In recent years there has been an increased effort to research the effectiveness of platelet rich plasma therapies in several areas of medicine (3).
The development of PRP uses in dermatology and hair loss has been supported by emerging evidence showing its effectiveness at treating alopecia (hair-loss), acne scars, and age-related skin conditions (4).
PRP is also used in aesthetics to amplify the effects of dermal fillers or accelerate healing after a procedure (5).
These recent discoveries have been well received, especially since hair-loss, also known as androgenic alopecia, is experienced by the majority of men and women during their lifetime (6).
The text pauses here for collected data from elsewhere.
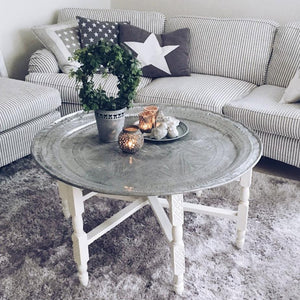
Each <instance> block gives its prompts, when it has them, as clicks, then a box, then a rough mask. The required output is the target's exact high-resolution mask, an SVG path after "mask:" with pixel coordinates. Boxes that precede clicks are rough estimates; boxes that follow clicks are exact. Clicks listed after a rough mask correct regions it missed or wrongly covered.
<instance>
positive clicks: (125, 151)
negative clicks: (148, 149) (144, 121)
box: [118, 125, 144, 153]
mask: <svg viewBox="0 0 300 300" xmlns="http://www.w3.org/2000/svg"><path fill="white" fill-rule="evenodd" d="M118 143H119V147H120V149H121V150H122V151H123V152H127V153H135V152H136V151H138V150H139V149H140V148H142V146H143V144H144V137H143V135H142V133H141V131H140V130H139V128H138V127H137V126H135V125H132V126H129V127H126V128H124V129H123V131H122V132H121V133H120V135H119V138H118Z"/></svg>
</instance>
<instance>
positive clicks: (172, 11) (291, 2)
mask: <svg viewBox="0 0 300 300" xmlns="http://www.w3.org/2000/svg"><path fill="white" fill-rule="evenodd" d="M111 7H112V8H127V9H136V10H155V11H160V12H162V13H164V14H165V15H167V16H172V15H199V16H200V15H201V16H216V17H256V18H257V17H258V18H269V19H273V20H275V21H278V22H279V23H286V22H289V21H300V1H299V0H126V1H125V0H111Z"/></svg>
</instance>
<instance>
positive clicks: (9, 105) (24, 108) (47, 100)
mask: <svg viewBox="0 0 300 300" xmlns="http://www.w3.org/2000/svg"><path fill="white" fill-rule="evenodd" d="M0 90H1V94H0V132H3V131H5V130H8V129H11V128H13V127H16V126H18V125H20V124H22V123H24V122H28V121H30V120H32V119H35V118H37V117H40V116H43V115H45V114H47V113H49V112H51V111H54V110H55V109H56V108H58V107H59V106H60V105H61V99H60V95H59V92H58V91H57V90H56V89H50V88H48V87H43V86H39V85H35V84H32V83H29V82H24V81H21V80H15V79H9V78H0Z"/></svg>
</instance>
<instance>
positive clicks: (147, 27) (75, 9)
mask: <svg viewBox="0 0 300 300" xmlns="http://www.w3.org/2000/svg"><path fill="white" fill-rule="evenodd" d="M76 16H80V17H85V18H91V19H96V20H99V21H113V22H121V21H123V22H129V23H130V24H131V25H134V26H137V27H140V28H143V29H145V30H148V31H151V32H154V33H156V34H161V33H163V31H164V26H165V19H166V18H165V16H164V15H163V14H162V13H159V12H151V11H135V10H123V9H88V8H63V9H61V10H60V11H59V13H58V22H59V23H60V22H66V21H68V20H70V19H76Z"/></svg>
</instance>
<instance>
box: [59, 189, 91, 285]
mask: <svg viewBox="0 0 300 300" xmlns="http://www.w3.org/2000/svg"><path fill="white" fill-rule="evenodd" d="M64 195H65V196H66V197H67V199H68V209H69V211H70V213H71V216H72V224H73V230H74V232H73V234H72V240H73V255H74V260H75V262H76V264H77V268H78V276H79V280H80V283H81V284H82V285H84V286H87V285H88V282H89V276H88V272H87V262H88V260H89V250H88V241H87V234H86V233H85V232H84V231H83V219H82V213H83V212H84V204H83V198H82V191H81V190H80V189H78V188H75V187H72V186H69V185H66V184H65V187H64Z"/></svg>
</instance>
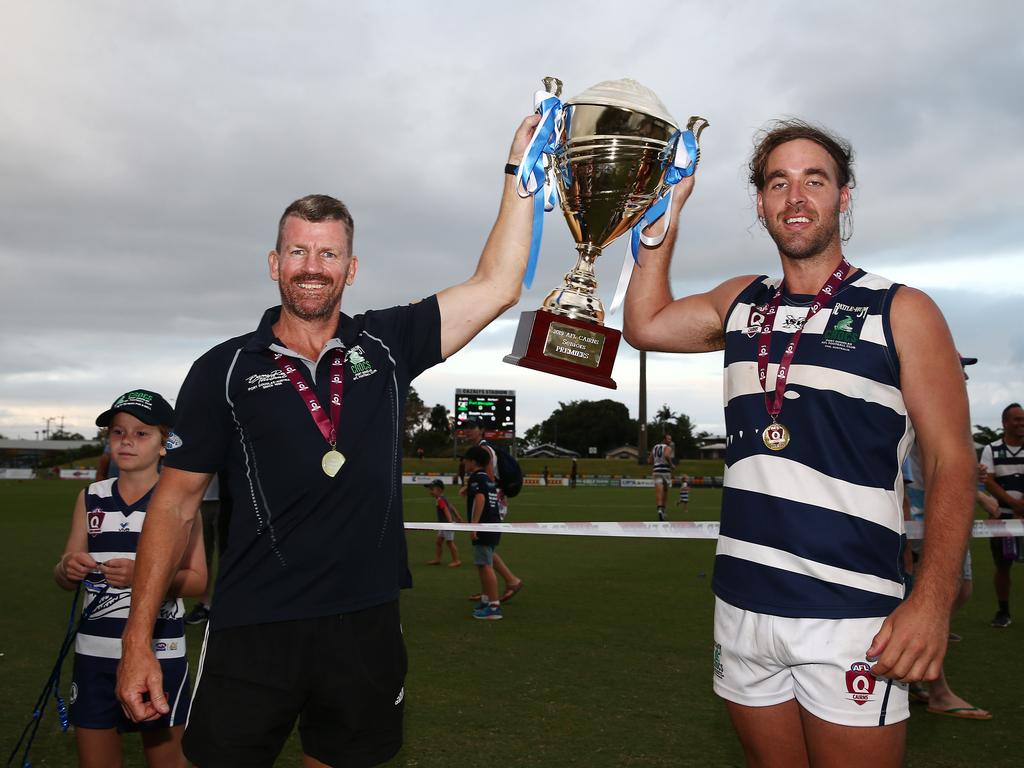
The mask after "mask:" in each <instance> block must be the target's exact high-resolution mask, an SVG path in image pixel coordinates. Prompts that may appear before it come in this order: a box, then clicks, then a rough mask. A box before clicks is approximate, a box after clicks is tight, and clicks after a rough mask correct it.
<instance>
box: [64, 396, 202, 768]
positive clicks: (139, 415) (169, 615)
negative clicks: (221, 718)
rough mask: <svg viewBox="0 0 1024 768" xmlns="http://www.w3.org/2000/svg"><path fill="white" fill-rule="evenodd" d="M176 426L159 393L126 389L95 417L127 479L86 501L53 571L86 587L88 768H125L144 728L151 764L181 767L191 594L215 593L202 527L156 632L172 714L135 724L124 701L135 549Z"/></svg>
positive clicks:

May was an exciting month for anyone following the latest news regarding PRP injections for androgenic alopecia.
A May 2020 study summarized a meta-analysis of randomized controlled trials that focused on the effect of PRP on hair density and thickness. The study’s authors concluded:
“PRP is an autologous treatment that lacks serious adverse effects and effectively improves hair density and hair thickness in men and women with AGA.” (7)
Another May 2020 study showed that PRP injections had a positive effect on hair density in men with androgenic alopecia (8).
The value of anecdotal evidence cannot be discounted, either. Practitioners who utilize PRP for hair loss are able to observe and receive feedback directly from patients on the efficacy of the treatment. In this way, doctors offer a direct report of PRP injection effectiveness at increasing hair density and are modifying their protocols based on this feedback as it's exchanged on various platforms.
An increasing number of practitioners continue using PRP for hair loss, to treat alopecia or as part of an integrative approach to hair restoration.
More research is needed to help standardize technology, methodologies, and techniques to offer the assurances of treatment consistency, maximum efficacy, and safety of PRP for hair loss.
Although there is still much to learn, we now understand many of the benefits of PRP for hair loss, especially when PRP injections are combined with other treatments that focus on the different aspects of alopecia prevention and hair regeneration.